The layering is just using multiple soundtracks recorded or playing over each other. For example, I’m a solo musician, so I’ll record one soundtrack of me playing piano. Then, make a new soundtrack and record myself singing the melody. I can layer those two soundtracks in the editing software, literally, because there are two soundtracks and the software will play them at the same time. Then I record myself playing violin, guitar, or singing harmonies. All those multiple soundtracks will then be layered or placed physically on top of each other in the software so it all plays at the same time.
It’s all about the timing of the soundwaves hitting each ear nanoseconds apart. Our brains are very good at audio-spatial recognition. But they can be fooled too and I’m sure there are some mathematics tricks in more modern 7:2 and 9:2 mixes.
We get lots of neat toys like this advanced panning tool here (Which is free and you can try out yourself!). It’s like a regular pan tool that lets you place the audio left to right but can also alter it to make you perceive it as coming from behind, above, etc. [https://www.dear-reality.com/products/dearvr-micro](https://www.dear-reality.com/products/dearvr-micro). As for layering sounds behind each other, it’s mostly balancing each audio element’s gain right as well as creatively applying reverb to give them a sense of physical space.

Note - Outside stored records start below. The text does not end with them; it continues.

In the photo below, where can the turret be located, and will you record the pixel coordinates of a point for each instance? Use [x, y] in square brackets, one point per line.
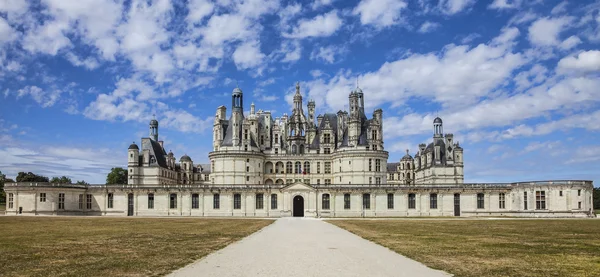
[154, 129]
[134, 155]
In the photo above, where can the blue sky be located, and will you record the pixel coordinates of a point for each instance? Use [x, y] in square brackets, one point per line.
[515, 81]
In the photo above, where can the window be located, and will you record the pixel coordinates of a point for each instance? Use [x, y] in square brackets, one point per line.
[273, 201]
[540, 200]
[195, 201]
[412, 201]
[61, 201]
[480, 201]
[346, 200]
[327, 167]
[216, 201]
[260, 201]
[150, 201]
[433, 201]
[390, 201]
[325, 201]
[173, 201]
[88, 201]
[366, 201]
[237, 201]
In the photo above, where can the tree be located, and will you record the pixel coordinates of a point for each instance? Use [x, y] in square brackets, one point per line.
[2, 193]
[61, 180]
[596, 198]
[117, 175]
[82, 182]
[30, 177]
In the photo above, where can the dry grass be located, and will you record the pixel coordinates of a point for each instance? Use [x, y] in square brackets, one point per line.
[491, 247]
[75, 246]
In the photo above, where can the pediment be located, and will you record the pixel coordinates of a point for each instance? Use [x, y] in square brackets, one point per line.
[298, 187]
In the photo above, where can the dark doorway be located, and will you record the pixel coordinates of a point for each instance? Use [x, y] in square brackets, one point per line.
[456, 204]
[298, 206]
[130, 204]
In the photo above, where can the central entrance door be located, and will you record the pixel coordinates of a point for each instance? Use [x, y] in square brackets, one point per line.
[130, 204]
[299, 206]
[456, 204]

Mixing engineers use tools like panning, compression, EQ, etc in order to make the independent tracks gel together. Additionally, a decent speaker setup will have a sub woofer at the bottom, medium sized speakers in the middle, and tweeters on top, allowing higher frequencies sounds to rest higher in space with lower frequencies down below
You can use the [head-related transfer function](https://en.wikipedia.org/wiki/Head-related_transfer_function) (HRTF) that positions sound sources somewhere in 3D space and then calculate what parts of it go into each ear.
Despite you only having two ears, the shape of your ears and how your brain processes the information can help tell you where a sound is coming from in terms of forward vs back and up and down. The HRTF effectively simulates that for a song or for sounds in a game environment.